Sentiment analysis of sentences holding keywords from emotion and technology lists

In [2]:
import re
import os
import pandas as pd
from pathlib import Path
from tqdm.notebook import tqdm
tqdm.pandas()
from afinn import Afinn

In [None]:
# Load data
input_dir = Path.cwd() / '../data/csv_files' # input directory
df = pd.read_csv(input_dir /'text_data230826.csv', sep='|')


# text string input
work = 'La Cousine Bette'
text = df[df['title'] == work].iloc[0]['clean_text']

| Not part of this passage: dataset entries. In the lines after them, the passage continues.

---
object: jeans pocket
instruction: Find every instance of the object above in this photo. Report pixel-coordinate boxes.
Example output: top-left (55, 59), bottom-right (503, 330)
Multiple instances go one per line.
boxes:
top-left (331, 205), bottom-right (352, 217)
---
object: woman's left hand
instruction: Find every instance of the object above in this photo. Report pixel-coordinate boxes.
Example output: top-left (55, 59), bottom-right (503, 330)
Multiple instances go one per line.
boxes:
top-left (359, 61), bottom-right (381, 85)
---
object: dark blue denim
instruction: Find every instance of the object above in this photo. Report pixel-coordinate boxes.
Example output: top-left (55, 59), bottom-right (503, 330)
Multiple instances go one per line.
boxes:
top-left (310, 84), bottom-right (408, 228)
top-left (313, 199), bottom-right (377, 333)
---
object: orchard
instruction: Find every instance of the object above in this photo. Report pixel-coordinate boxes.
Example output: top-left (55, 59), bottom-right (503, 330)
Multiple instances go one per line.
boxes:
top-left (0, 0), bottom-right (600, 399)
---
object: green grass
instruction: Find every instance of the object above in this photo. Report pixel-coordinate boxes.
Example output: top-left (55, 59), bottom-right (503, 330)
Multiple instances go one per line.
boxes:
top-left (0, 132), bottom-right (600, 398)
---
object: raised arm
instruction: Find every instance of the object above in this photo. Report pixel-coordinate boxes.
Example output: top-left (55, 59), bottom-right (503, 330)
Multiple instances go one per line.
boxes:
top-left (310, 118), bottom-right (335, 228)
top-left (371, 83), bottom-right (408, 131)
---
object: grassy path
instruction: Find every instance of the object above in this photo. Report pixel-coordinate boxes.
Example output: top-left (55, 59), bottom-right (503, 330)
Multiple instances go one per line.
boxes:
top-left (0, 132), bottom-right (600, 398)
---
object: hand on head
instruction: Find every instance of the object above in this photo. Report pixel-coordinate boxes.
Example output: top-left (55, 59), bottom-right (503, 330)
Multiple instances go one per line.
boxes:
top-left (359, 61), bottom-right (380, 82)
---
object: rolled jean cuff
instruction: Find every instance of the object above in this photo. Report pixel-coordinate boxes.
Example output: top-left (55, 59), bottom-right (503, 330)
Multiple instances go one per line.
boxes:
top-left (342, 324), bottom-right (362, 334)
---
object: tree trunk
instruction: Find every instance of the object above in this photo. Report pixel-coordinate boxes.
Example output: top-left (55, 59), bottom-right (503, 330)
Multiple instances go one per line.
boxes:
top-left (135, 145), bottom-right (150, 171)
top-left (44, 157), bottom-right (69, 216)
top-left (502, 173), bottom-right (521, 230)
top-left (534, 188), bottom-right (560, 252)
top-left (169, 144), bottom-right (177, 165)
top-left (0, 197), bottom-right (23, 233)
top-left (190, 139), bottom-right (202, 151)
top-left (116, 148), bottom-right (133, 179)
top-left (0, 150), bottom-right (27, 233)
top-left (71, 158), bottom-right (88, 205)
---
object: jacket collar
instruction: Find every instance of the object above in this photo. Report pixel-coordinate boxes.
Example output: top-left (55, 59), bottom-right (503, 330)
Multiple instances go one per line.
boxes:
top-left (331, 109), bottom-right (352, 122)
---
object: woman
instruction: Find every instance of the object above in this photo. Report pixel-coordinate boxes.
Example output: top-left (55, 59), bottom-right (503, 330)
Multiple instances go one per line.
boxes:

# split the text in sentences
def sent_tokenizer(text):
    tokenized_sentences = re.split('\.', text)
    tokenized_sentences = [s.lstrip() for s in tokenized_sentences]
    return tokenized_sentences

sentence_list = sent_tokenizer(text)


#### Read two lists of keywords - technology and emotion keyowrds ####

# path to keyword lists directory 
input_dir = Path.cwd() / '../data/key_word_lists' 


# get the tech words
key_word_file_name = 'technology_list.txt'
with open(input_dir / key_word_file_name, 'r', encoding='utf-8-sig') as file:
    tech_key_words = file.read().split('\n')
    
# get the emo words    
key_word_file_name = 'emotion_list.txt'
with open(input_dir / key_word_file_name, 'r', encoding='utf-8-sig') as file:
    emo_key_words = file.read().split('\n')
    
    
#####################
# add two word lists and run to get a sentiment score
####################
def sentiment_analysis(word_list1 = emo_key_words, word_list2 = tech_key_words):
    
    
    from_word_list_one = []
    from_word_list_two = []
    sentiment_scores = []
    sentences = []
    
    for word1 in word_list1:
        for sent in sentence_list:
            if word1 in sent:
                for word2 in word_list2:
                    if word2 in sent:
                        from_word_list_one.append(word1)
                        from_word_list_two.append(word2)
                        afinn = Afinn()
                        sent_score = afinn.score(str(sent))
                        sentiment_scores.append(sent_score)
                        sentences.append(sent)
    
    senti_dataframe = pd.DataFrame({'word1': from_word_list_one, 'word2': from_word_list_two, 
                                        'sentiment_score': sentiment_scores, 'sentence': sentences})
    
    return senti_dataframe

# add positive, negative, or neutral cetegory
def apply_sentiment_cat(row):
    if row < 0:
        return 'neg'
    elif row == 0:
        return 'neu'
    elif row > 0:
        return 'pos'
                
sentiment_dataframe = sentiment_analysis(emo_key_words, tech_key_words)
sentiment_dataframe['sentiment_cat'] = sentiment_dataframe['sentiment_score'].apply(lambda x : apply_sentiment_cat(x) )

sentiment_dataframe